During the week ending February 15, currency in circulation grew by $1.1 billion from $465.9 billion to $467 billion.

Demand deposits (basically money in checking accounts) grew by about $5 billion and savings deposits grew by about $8 billion.

As always, I invite anyone with actual knowledge of Fed data to offer more insight. You can see these figures for yourself by going to http://www.federalreserve.gov/releases/H6/Current/

The data does not extrapolate to show depletion of the Feds current reserves (which are reputed to be about $150 billion) within the next twelve months. Of course, the data may not have any predictive value. In my opinion, it would psychologically very difficult for Americans to hoard cash during the Thanksgiving to New Year's holiday period since that is such a free spending period. I'm not sure that the masses of Americans are capable of saving significant quantities of cash while at the exact same time loading up the credit cards to buy this year's incarnation of Furby.

-- Puddintame (dit@dot.com), February 26, 1999

Answers

Puddintame,

Did you getany further info about this?

-- Watchful (seethesea@msn.com), March 21, 1999.
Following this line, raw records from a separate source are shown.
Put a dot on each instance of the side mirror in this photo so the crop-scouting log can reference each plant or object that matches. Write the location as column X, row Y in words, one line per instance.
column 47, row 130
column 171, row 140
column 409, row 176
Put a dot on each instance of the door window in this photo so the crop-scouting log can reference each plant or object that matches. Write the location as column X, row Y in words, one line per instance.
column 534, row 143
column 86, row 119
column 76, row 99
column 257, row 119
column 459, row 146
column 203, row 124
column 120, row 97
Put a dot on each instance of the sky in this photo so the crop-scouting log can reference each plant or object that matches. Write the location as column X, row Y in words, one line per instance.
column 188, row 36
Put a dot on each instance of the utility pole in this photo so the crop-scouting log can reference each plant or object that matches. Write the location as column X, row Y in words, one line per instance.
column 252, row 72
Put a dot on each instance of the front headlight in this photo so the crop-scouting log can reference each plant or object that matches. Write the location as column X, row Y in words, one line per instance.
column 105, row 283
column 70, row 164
Watchful, Yes, I believe I started another thread the following week title something like "Fed Data Shows Steady High Demand for US Currency." If you find it, be sure to read all the way to the end, because the original post has a typo saying 11% monthly growth when I meant 1.1%.

By the way, I checked the figures put out this week, and the growth rate was something like 0.7% which is pretty much near the norm for 1998.

I'm going to try to just post the monthly figures instead of commenting every week. I'll comment on a weekly figure if it seems way out of line with historical figures.